A 53-year-old gunman, identified as Ndiaga Diagne, opened fire outside a bar in Austin, Texas, killing at least two people and injuring more than a dozen others before being shot and killed by police. Authorities report the attacker initially fired from his vehicle using a handgun before exiting with a rifle and continuing the assault in the city’s Sixth Street entertainment district,  a densely populated nightlife and tourism area. Federal officials confirmed Diagne, a naturalized U.S. citizen originally from Senegal, posted pro-Iranian and anti-U.S. and anti-Israeli content on social media in the days prior to the attack. Law enforcement sources indicated that clothing bearing religious and Iranian-affiliated symbolism was recovered at the scene. The FBI is investigating the incident as a potential act of terrorism, particularly given the heightened domestic security environment following recent U.S.–Israeli military operations against Iran. Although authorities have not formally designated the attack as terrorism, the ideological indicators and timing, coinciding with escalating Middle East hostilities, elevate concern over copycat or retaliatory violence by self-radicalized individuals. Lone-actor attacks remain the most plausible short-term threat vector. Officials are also assessing the possibility of activation of Iranian-linked networks or “sleeper cells;” while considered less likely, such a development would represent a higher-impact and more coordinated threat scenario.

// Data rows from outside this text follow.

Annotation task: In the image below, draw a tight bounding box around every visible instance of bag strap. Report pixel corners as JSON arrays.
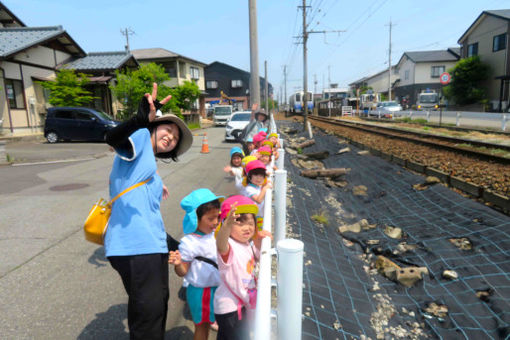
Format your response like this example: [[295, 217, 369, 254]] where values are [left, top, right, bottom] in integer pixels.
[[195, 256, 218, 269], [110, 177, 152, 204]]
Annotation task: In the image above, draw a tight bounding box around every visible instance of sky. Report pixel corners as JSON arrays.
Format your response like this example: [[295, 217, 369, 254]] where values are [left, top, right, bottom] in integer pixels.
[[5, 0, 510, 98]]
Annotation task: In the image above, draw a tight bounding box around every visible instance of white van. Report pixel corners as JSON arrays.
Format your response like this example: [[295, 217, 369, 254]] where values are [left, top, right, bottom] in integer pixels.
[[213, 105, 232, 125]]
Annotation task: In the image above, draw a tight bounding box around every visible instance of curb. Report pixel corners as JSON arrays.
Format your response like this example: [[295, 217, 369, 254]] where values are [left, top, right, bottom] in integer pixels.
[[310, 121, 510, 215]]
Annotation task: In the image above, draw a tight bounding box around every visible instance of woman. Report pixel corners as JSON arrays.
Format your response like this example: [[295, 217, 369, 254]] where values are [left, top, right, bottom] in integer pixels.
[[104, 84, 193, 339]]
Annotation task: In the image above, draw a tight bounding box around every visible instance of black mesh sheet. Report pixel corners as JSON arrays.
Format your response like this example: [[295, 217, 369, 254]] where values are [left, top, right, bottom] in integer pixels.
[[279, 122, 510, 339]]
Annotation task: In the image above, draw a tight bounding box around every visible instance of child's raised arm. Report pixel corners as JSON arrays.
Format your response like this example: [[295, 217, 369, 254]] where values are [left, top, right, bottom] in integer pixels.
[[216, 203, 239, 260], [250, 179, 272, 204]]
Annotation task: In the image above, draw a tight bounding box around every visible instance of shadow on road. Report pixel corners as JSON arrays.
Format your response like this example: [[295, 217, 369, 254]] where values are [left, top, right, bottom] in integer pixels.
[[88, 247, 108, 268], [77, 303, 129, 340]]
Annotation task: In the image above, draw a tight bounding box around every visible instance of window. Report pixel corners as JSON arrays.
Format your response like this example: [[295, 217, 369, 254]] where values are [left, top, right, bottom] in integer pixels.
[[231, 79, 243, 88], [5, 79, 25, 109], [430, 66, 445, 78], [189, 66, 200, 79], [205, 80, 218, 89], [468, 43, 478, 58], [492, 33, 506, 52]]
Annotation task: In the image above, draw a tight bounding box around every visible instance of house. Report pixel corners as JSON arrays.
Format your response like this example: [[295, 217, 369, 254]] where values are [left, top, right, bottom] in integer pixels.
[[58, 51, 138, 116], [0, 20, 86, 134], [395, 48, 460, 105], [349, 66, 399, 98], [458, 9, 510, 112], [131, 48, 206, 116], [205, 61, 273, 110]]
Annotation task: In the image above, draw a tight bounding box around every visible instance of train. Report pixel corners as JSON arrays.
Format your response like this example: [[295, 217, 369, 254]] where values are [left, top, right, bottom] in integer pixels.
[[289, 91, 313, 114]]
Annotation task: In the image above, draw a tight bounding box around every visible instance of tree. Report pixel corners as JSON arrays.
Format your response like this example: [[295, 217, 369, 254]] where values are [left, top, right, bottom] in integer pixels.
[[110, 63, 200, 119], [443, 56, 490, 105], [38, 70, 95, 106]]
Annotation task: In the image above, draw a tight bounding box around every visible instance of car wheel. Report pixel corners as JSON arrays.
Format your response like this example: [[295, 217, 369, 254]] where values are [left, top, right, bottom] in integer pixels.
[[46, 131, 58, 144]]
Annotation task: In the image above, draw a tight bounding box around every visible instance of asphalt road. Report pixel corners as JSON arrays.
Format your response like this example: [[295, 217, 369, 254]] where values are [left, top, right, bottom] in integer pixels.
[[0, 128, 239, 339]]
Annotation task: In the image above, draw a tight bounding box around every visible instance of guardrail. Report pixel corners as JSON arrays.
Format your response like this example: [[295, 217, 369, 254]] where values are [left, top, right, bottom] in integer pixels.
[[254, 117, 304, 340]]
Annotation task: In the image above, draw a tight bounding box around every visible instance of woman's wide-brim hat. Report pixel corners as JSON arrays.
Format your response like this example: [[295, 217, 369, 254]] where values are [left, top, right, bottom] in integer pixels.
[[149, 113, 193, 156]]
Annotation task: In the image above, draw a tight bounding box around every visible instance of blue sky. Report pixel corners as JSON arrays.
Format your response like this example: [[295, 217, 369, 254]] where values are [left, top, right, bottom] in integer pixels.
[[5, 0, 510, 100]]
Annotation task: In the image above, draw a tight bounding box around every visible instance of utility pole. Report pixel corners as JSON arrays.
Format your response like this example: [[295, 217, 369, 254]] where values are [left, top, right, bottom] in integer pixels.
[[283, 65, 287, 105], [388, 18, 393, 100], [264, 60, 269, 117], [328, 65, 331, 89], [120, 28, 135, 53], [298, 0, 345, 130], [313, 74, 317, 94], [248, 0, 260, 108]]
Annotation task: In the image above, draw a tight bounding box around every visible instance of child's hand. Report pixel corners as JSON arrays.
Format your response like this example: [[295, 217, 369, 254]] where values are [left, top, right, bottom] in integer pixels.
[[168, 250, 182, 266], [256, 230, 273, 240], [264, 179, 273, 189], [163, 184, 170, 200], [225, 202, 241, 228]]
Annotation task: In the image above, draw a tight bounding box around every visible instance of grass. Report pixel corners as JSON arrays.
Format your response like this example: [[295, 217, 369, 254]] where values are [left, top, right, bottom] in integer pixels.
[[312, 210, 329, 225]]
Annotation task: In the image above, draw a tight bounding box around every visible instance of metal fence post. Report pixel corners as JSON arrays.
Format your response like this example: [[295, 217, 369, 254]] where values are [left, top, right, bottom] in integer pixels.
[[276, 239, 304, 340], [274, 169, 287, 244]]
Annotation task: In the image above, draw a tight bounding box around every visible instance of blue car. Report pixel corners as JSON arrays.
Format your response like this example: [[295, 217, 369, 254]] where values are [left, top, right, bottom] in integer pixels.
[[44, 107, 118, 143]]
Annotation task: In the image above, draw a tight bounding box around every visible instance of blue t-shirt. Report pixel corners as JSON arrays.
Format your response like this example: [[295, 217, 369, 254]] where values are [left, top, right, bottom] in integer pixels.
[[104, 129, 168, 257]]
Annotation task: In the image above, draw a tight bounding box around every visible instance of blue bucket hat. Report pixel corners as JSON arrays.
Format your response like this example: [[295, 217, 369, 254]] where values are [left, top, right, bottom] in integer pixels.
[[181, 188, 225, 234], [230, 146, 244, 158]]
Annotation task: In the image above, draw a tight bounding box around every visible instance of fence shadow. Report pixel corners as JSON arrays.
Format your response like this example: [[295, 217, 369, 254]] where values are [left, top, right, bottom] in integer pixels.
[[77, 303, 129, 340]]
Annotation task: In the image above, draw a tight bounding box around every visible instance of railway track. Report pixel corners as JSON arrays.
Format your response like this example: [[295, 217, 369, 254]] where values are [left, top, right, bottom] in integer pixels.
[[308, 116, 510, 164]]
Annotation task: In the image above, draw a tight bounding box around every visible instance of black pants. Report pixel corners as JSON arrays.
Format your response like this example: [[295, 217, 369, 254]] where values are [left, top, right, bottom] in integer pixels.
[[214, 307, 248, 340], [108, 253, 169, 340]]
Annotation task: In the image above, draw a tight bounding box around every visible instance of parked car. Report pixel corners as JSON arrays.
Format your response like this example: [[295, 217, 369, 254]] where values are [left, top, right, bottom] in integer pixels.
[[225, 111, 251, 141], [368, 101, 402, 118], [44, 107, 118, 143]]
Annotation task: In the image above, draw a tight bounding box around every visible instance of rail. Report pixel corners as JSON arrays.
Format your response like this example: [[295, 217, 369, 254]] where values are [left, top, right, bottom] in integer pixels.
[[254, 117, 304, 340]]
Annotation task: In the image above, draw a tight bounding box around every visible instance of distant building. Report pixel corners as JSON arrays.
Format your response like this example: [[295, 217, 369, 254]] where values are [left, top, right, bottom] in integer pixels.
[[394, 48, 460, 105], [205, 61, 273, 110], [458, 9, 510, 111], [131, 48, 206, 115]]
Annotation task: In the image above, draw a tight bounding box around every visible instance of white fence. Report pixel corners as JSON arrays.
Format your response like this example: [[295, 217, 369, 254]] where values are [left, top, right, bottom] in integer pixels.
[[254, 117, 304, 340]]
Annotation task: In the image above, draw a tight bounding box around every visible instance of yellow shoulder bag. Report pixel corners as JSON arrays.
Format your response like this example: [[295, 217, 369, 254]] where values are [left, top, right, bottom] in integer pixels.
[[83, 177, 152, 245]]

We advise travelers and companies to review security protocols, reinforce situational awareness around, and monitor local law enforcement advisories. Travelers should identify emergency exits in venues, enable real-time travel alerts, and remain prepared for short-notice security restrictions or police activity in response to evolving threat conditions.  

 

Cloud Intrusions Surge as AI-Powered Cyber Attacks Evade Defenses: 

A recent cyber-security report highlighted an alarming rise in AI-driven intrusions targeting corporate cloud environments, in which attackers are leveraging generative AI to bypass traditional defenses and automate reconnaissance. Researchers and industry analysts note that threat actors are increasingly weaponising AI both to identify exposed cloud assets and to exploit them rapidly, using techniques that blend into trusted SaaS and cloud infrastructures, enabling data theft, ransomware deployments, and persistent access while evading legacy security controls. This shift means that AI is no longer just a component of attacks but is increasingly embedded within the attack lifecycle itself, empowering unsophisticated actors to conduct complex cloud compromises that can unfold far faster than traditional detection and response mechanisms can counter.

We advise business leaders to adopt AI-aware threat detection and are continuously monitored and segmented to limit movement.